ノイはぽんぽんと謎巡の首を叩いた。しかし謎巡はノイにひっついたままだったので、仕方なく、カルディアはノイの顔の近くにカードをかざす。
真横にかざされたカードを、ノイはちらりと横目で見た。
そのカードは残念なことに、百年前にノイが所持していた銀行カードではなかった。
百年前――ノイがこの銀行にカルディアを連れてきた時。彼女は、自分の銀行の名義人をカルディアに変更していた。
本人以外は親にさえ内緒にする符丁をカルディアに覚えさせたのは、彼が今後カードを引き継いで、ノイの財産を引き下ろせるようにするためだった。
(クソフェンガローめ)
というのに、カードを預けていたフェンガローはカルディアにカードを渡してくれなかったようだ。

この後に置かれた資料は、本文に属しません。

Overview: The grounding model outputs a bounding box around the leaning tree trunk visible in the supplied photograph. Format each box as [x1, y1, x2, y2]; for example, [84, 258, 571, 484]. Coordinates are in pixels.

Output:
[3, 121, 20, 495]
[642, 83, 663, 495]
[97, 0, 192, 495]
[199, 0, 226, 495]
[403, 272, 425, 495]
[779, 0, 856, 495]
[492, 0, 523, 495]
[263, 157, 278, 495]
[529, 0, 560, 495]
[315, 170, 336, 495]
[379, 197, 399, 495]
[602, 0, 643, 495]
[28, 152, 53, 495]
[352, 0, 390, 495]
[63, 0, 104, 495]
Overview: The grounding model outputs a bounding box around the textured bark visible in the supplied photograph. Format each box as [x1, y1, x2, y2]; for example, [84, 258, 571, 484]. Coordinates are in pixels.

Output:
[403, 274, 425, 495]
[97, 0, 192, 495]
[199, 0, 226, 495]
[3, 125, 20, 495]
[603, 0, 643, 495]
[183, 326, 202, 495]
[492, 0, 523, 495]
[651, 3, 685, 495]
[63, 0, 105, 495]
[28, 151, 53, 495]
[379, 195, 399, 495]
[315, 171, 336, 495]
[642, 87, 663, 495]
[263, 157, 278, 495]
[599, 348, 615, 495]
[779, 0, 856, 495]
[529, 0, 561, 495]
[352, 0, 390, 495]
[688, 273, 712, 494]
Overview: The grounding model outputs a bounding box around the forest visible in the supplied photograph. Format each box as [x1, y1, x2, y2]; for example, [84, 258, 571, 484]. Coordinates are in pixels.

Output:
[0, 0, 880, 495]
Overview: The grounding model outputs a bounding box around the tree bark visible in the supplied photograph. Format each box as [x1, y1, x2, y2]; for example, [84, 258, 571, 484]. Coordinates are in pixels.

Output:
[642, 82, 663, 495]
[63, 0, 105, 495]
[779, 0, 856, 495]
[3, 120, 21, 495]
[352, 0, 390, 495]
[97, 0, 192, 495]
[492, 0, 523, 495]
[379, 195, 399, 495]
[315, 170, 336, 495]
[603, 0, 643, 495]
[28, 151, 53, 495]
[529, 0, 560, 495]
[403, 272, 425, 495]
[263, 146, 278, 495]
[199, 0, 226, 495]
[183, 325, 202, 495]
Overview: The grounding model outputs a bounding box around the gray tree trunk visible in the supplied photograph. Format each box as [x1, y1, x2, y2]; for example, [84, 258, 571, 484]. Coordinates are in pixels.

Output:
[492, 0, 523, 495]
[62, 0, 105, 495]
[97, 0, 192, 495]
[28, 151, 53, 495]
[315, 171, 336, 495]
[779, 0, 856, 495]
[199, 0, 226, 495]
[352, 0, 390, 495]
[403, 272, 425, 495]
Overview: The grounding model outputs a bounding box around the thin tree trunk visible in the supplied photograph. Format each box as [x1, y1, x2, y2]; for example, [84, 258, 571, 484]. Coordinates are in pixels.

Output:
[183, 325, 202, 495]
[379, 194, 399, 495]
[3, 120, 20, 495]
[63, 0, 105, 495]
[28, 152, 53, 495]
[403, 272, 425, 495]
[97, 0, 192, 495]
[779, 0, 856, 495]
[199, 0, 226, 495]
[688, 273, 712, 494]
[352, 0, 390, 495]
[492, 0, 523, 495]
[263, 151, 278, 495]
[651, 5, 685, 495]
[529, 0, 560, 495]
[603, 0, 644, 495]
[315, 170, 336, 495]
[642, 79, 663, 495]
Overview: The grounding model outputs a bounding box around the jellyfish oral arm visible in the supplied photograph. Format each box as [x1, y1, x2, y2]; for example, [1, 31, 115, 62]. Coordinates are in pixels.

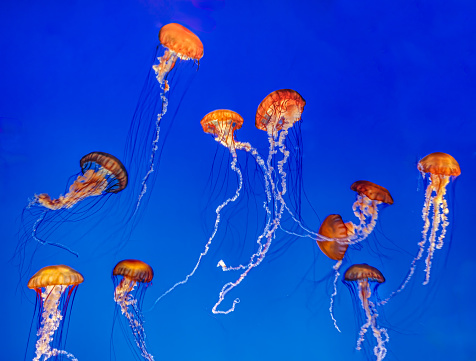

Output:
[33, 285, 77, 361]
[152, 151, 247, 308]
[352, 194, 382, 243]
[423, 174, 450, 285]
[114, 277, 154, 361]
[356, 279, 389, 361]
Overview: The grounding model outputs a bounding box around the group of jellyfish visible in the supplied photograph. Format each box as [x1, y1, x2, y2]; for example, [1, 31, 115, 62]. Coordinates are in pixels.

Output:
[19, 23, 461, 361]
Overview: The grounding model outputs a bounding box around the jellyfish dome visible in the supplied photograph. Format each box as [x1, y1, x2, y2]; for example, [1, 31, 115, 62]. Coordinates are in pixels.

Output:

カルディアのために遺していたというのに、普通の人間なら数人が一生暮らしても余るほどの金が国庫に還元されたかと思うと、腹立たしい。
「流るる雲、大いなる天の原――」
謎巡が口を開く。
ハッとしたノイは慌てて両手で耳を押さえながら、茜色のタイルから出て行こうとした。
この茜色のタイルを出てしまえば、カルディアと謎巡がどんな合い言葉を言い合っていても、魔法が遮断して聞こえなくなる。
しかしカルディアは、ノイの腕を掴んだ。
唖然とするノイの前で、カルディアは口を開く。
「碧き一天より降る目細し陽光」
「夢のさざめき、回る希望――」
「闇の布に射す時灯り」
「過ぎゆく時、変わらぬ満ち欠け――」
「大いなる土をけむる雫の喜び」
ノイは出来る限り手に力を入れて、耳を押さえ続けた。符丁を言い終わったのか、カルディアは首を傾げてノイを見下ろす。
「何してるの?」
「な、何って……! 聞かないようにしていたんだろう!?」
ノイがその辺を勝手にほっつき歩いて、迷子になると危惧したのだろうか。おかげでノイは符丁を聞かないように必死だったというのに、当の本人はぱちくりと瞬きをしている。
「聞いてて良かったのに」
今度はノイがぱちくりとする番だった。
「き、聞いてていいって……」
「君は俺の花嫁さんでしょ?」
謎巡が不承不承身をずらし、入り口を開ける。愕然としたままのノイに、名残惜しそうに鼻を押し付けてくる謎巡に手を振ったカルディアは、ノイの手を引っ張って階段を降りる。
「は、花嫁だからって……」
「君に聞かれて困ることなんて何もないよ」
(……嘘つき)
カルディアは、ノイに聞かれて困ることだらけのはずだ。
どうして浮島にいるのかも、どうして百年も生きているのかも、どうして魔力の質が変わってしまっているのかも、大事なことは全て隠している。
聞けば答えてくれるのかもしれないが、ノイはもうこれ以上、カルディアにはぐらかされたくなかった。
(私は、カルディアにとって、たった一つの通過点でしかない)
だからノイは、知らなくていい。目線一つで話が通じるククヴァイアがいて、事情を把握しているオルニスがいる。
何も知らなくていい相手だとカルディアに思われていることを自覚するのが、ノイは辛かった。